Wednesday, December 17, 2008

Complete and Total FAIL

Apparently, my body wants to stay pregnant. Very badly. See the following:
Monday: Scan. Fetal tissue present. Cytotec (misoprostol) administered. Bleeding ensues.
Tuesday: Scan. Residual tissue remains. Dialated cervix at RE to stimulate things.
Wednesday: Scan. Residual tissue remaims. Dialated cervix at RE in an attempt to pass the tissue in the office. Cytotec administered. 

And... so far nothing. Here's what I'm seeing in my future: 
Thursday: Scan. Residual tissue remains. D&C scheduled and performed. 
THE END OF THIS FUCKING NIGHTMARE. 

So, as you can see, I not only fail at sometimes getting pregnant, but completely fail at staying pregnant (hopefully this is not permanent) and now, fail at miscarrying a baby! And I have the honor of being the first patient of Dr. McKenzie's who has ever needed two doses of Cytotec (and possibly only the third or fourth patient in the practice). And, if I need a D&C I will be the first person in the entire practice who has needed two doses of Cytotec and a D&C. 

So I fail. My RE kinda put it off as a good thing and that in the future my body will hang on to a 'good' pregnancy. We'll see about that, as my track record isn't so good. 

Monday, December 8, 2008

Heartbreak Daily

It's been one week since we found out that the baby does not have a heartbeat and is no longer growing.

7 (almost 8) whole days of depression, heartbreak, tears, anxiousness and failure. Of numbness, gut-wrenching sobbing, anger, disbelief and guilt. Of walking around with the knowledge that my baby died. Again. Of pain so great I don't want to and can't really sleep. So great that I can't bear to be around anything that reminds me of babies and pregnancy.

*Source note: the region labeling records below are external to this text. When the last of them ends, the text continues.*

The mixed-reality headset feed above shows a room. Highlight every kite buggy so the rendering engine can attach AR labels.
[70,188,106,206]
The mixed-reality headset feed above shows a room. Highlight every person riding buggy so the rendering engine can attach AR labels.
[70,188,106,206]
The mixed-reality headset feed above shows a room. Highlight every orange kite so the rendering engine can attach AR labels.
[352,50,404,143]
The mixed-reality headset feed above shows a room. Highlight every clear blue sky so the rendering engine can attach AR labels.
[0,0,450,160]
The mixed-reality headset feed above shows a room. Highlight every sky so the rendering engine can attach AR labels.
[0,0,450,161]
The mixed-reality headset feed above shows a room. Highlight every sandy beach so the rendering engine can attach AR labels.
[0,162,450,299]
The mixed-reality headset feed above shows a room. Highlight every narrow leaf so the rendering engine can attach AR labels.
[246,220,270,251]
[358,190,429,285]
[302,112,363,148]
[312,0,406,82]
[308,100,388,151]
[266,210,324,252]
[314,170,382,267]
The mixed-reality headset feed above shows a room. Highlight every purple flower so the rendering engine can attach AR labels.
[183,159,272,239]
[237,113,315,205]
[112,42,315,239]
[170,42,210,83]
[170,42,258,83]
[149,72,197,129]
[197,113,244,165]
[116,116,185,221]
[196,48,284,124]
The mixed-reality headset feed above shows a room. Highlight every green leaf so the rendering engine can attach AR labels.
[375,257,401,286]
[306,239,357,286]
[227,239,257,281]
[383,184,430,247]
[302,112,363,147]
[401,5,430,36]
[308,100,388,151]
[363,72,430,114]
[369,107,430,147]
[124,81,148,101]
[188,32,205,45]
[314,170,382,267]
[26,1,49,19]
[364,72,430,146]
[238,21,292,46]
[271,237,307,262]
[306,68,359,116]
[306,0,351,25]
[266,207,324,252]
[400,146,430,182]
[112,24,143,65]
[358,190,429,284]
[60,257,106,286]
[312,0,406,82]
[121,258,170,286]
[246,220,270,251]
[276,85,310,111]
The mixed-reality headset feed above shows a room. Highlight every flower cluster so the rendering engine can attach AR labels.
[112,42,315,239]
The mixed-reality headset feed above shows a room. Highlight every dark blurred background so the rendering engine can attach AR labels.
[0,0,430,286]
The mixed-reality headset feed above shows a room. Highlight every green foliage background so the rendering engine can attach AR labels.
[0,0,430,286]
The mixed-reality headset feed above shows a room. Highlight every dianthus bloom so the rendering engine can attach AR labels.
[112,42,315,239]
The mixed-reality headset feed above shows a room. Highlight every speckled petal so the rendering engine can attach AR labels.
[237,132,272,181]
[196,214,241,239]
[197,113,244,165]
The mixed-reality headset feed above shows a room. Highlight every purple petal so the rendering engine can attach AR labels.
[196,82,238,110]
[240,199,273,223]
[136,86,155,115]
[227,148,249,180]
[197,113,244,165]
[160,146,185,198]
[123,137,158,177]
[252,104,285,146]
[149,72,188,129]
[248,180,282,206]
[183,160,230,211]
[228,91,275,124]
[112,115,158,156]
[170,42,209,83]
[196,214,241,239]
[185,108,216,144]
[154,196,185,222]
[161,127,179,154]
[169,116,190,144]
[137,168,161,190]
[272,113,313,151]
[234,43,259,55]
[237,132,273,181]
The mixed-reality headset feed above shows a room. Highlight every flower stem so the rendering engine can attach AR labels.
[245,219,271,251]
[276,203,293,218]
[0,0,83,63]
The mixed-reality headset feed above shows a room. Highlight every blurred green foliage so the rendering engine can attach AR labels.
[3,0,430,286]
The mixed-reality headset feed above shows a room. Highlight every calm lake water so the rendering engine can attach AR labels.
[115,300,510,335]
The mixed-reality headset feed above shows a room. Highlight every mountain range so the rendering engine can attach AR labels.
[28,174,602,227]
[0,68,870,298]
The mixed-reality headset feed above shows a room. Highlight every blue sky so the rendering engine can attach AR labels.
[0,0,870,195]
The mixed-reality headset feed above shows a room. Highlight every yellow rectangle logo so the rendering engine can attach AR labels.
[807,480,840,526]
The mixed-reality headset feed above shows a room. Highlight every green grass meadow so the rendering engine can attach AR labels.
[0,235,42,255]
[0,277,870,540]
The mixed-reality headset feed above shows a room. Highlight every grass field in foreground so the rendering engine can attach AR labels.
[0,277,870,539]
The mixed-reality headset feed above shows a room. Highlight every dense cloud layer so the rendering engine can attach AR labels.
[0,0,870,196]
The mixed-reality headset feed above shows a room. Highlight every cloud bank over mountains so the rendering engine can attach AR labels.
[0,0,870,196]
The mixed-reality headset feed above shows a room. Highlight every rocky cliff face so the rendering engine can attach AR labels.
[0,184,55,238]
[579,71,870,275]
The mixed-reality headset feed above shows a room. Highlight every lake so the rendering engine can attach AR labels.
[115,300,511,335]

It's been 9 days since we heard from Marc's step sister that they're expecting. She's due two weeks after I would have been. I had a dream about seeing her last night and how I tried to get out of it and everybody thought that I was being selfish and rude because I wasn't happy for her. But I just couldn't. It just hurt so bad.

In one week I have another doctor's appointment to check on the progress of things. The bleeding has slowed a lot the last couple of days. If I don't know better I would be ecstatic. But I do know better and it feels like the universe is just laughing at me. Because all I want now is for this to be over. I don't want a dead baby in my uterus anymore. I walk around thinking about the dead baby in my body. What's going to happen? Will I have to have a D&C? I'm tired of recognizing the few pregnancy symptoms I'm still feeling and being reminded that, once again, my body has failed to be able to carry, sustain and grow life. Once again, I have failed at the basic function that makes me a woman.

I see pregnant people and babies daily. I cry daily. I try my hardest to ignore that area of my life. I do my best not to think of the mess my life and body is in. I spend my days doing everything I can from being bored and thinking of this thing that has become my life. This pain that is my life.

Marc and I were talking the other day about how 2008 was not a good year for us. Marc's grandparents died. I got laid off. Our house was listed for 6 months with no offers and few showings. We spent thousands on fertility treatments. And we have two dead babies. I hope I miscarry before the end of the year. Somehow I don't think my doctors will let it last that long, but I suppose you never know.

I told Marc that the next pregnancy, I do not want to be told to 'be positive'. I don't want to hear anything about how I should be excited. I don't want to be admonished for being practical, even if that practicality is negative. I don't want anyone telling me how I should or should not feel when the time comes, because I don't want to hear it. I'll decide how I feel, since obviously, being happy and positive has done nothing for me thus far. I'll feel what I want when I want, because I already know that there is nothing more scary than being pregnant.